Previously, we have shown that from the (La,Sr)CoO3 perovskite family, La0.75Sr0.25CoO3 was optimum in the reduction of CO2 to CO because of its structure stability and maximized CO formation at the lowest temperatures. This perovskite was used in the reverse water gas shift chemical looping process (RWGS-CL) for the conversion of carbon dioxide to carbon monoxide that can later be hydrogenated to liquid fuels. In the RWGS-CL process, a stream of H2 reduces the La0.75Sr0.25CoO3 perovskite. Then, CO2 is flowed and converted to CO on the reduced oxides.  Temperature-programmed (H2-TPR, CO2-TPO) and isothermal CO2 conversion experiments were performed on the perovskite to determine the optimum operating temperatures for the H2-reduction (500 °C) and CO2-conversion (850 °C) steps.

The RWGS-CL process was studied for three reaction cycles. After the second cycle, the RWGS-CL exhibited stability of the crystalline structures and constant CO production rates (as high as 172.6 mol of CO/ grams of perovskite /min).

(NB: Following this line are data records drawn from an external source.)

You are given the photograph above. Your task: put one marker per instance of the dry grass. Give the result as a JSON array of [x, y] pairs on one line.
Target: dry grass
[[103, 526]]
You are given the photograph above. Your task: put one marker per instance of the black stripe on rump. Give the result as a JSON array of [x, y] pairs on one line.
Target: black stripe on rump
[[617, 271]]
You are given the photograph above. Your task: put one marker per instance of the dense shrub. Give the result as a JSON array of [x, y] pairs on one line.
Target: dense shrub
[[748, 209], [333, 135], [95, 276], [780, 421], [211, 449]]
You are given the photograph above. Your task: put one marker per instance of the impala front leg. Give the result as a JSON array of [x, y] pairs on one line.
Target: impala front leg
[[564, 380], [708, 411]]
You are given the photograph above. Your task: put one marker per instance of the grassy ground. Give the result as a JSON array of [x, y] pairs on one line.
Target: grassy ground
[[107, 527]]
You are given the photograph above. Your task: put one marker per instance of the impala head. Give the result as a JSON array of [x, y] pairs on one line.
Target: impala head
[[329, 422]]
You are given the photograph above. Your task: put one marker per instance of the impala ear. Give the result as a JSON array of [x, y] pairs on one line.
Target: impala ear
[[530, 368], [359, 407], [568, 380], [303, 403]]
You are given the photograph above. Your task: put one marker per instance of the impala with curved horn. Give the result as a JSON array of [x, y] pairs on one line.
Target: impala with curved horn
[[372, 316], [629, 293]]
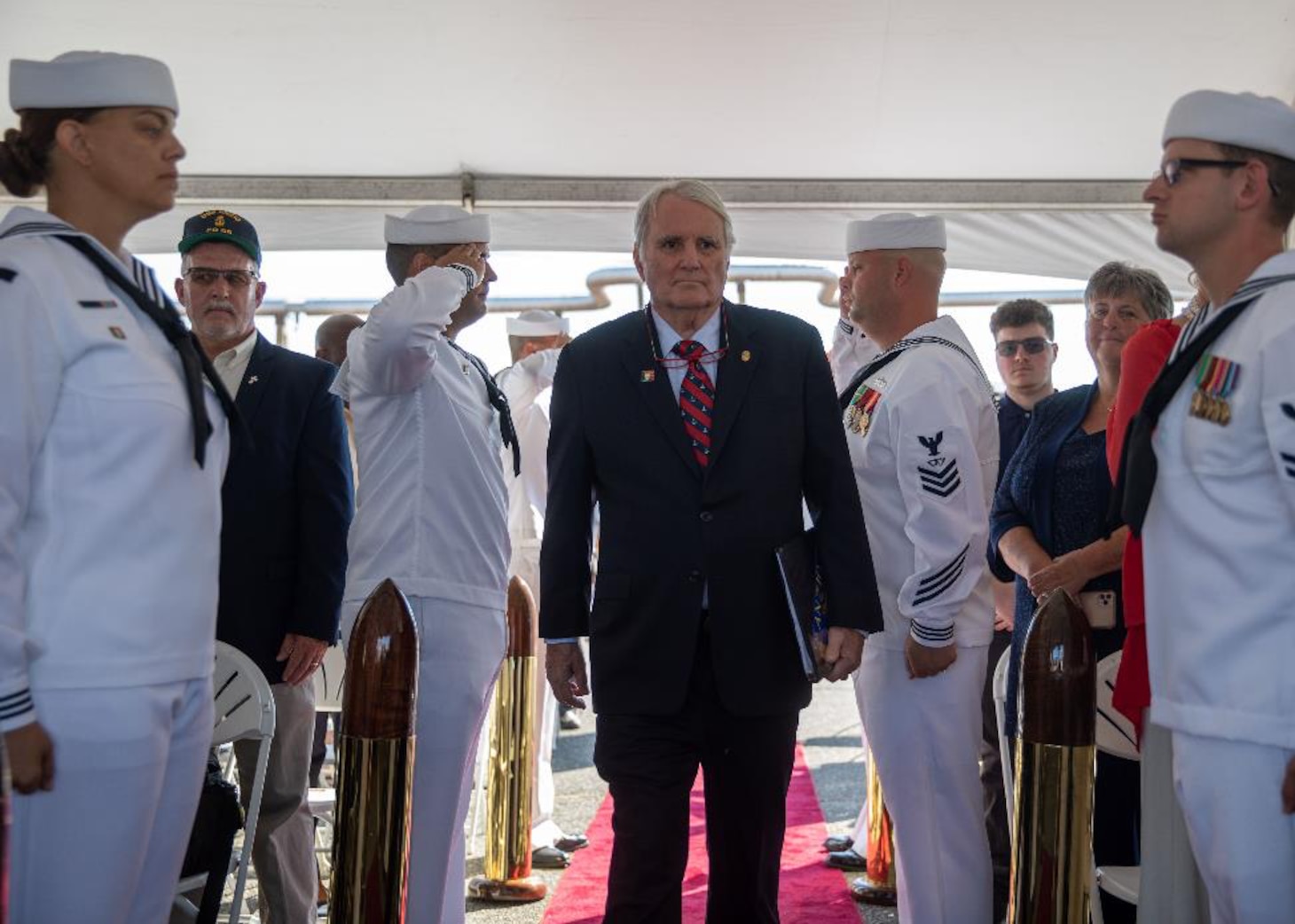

The cyclic nature of the process presents an advantage over the reverse water gas shift (RWGS) reaction, because with separate H2 and CO2 streams, methane formation is suppressed. Furthermore, the materials remain stable after the second step, whereas catalysts used for RWGS generally deactivate. The high CO formation rates and the repeatability of the process make RWGS-CL a promising technology for CO2 conversion that could produce hydrocarbons, if a renewable hydrogen source is available.